Wife and Brother-in-Law of Iranian ‘Stoning’ Defense Lawyer Are Arrested, Reports Amnesty International
July 27, 2010
Amnesty International is calling on its worldwide membership to appeal to Iranian authorities to release the wife and brother-in-law of leading human rights lawyer Mohammad Mostafaei, who defended Sakineh Mohammadi Ashtiani, the woman sentenced to death by stoning for adultery.
In an "Urgent Action Appeal" to its members, Amnesty International said Fereshteh Halimi, Mostafaei’s wife, and Farhad Halimi, his brother-in-law, were arrested, apparently to pressure Mostafaei to turn himself in for arrest.
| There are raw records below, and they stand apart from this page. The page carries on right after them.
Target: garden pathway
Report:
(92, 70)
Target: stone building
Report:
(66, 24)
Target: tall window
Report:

Fereshteh Halimi reportedly called her parents to say that she is being held at Evin Prison in Tehran. Her brother is also believed to be detained there. Amnesty International is concerned that they may be prisoners of conscience, held because they are related to Mostafaei.
On July 21, Mostafaei was issued with a summons requiring him to go to a branch of the Prosecutor’s Office in Evin Prison. He went there on July 24, was questioned for at least one hour and then was released. Later, however, he received a further summons by telephone. The same evening, his wife and her brother were arrested and have been detained since. According to unconfirmed information that Amnesty International received on Monday, if true,, they may be held on suspicion of hiding somebody wanted by the authorities.
Mostafaei’s current whereabouts are not known. On the evening of July 24, he wrote on his Facebook account: "it is possible they will arrest me."
Mostafaei and Halimi have a daughter who is approximately seven years old, who is currently believed to be in the care of Halimi’s mother.
Amnesty International is urging its membership to appeal to the head of the Iranian Judiciary and other authorities to release Fereshteh and Farhad Halimi.
Mohammad Mostafaei is a human rights lawyer who was briefly detained following the June 2009 presidential election in Iran. He is defense counsel for Sakineh Mohammadi Ashtiani, whose sentence of death by stoning for alleged adultery recently provoked wide an international public outcry and is a focus of continuing protests and worldwide demands for clemency. Following his interrogation on July 24, he wrote on his blog that he was questioned mainly about his defense of juvenile offenders.
Scores of human rights defenders have been harassed or arrested in Iran, including up to seven members of the Committee of Human Rights Reporters and other human rights groups and activists. Since the disputed presidential election in June 2009, thousands have been arrested, mostly arbitrarily and many have been tortured or otherwise ill-treated. Scores have faced unfair trial, including some in mass "show trials," with more than 80 sentenced to prison terms, and at least 12 sentenced to death, although at least one has had his sentence commuted to a prison term. Waves of arrests, notably of political activists, students, journalists and human rights activists have been taking place since a Shi’a religious festival called ‘Ashoura’ in December 2009 and Iran’s national day on February 11, 2010.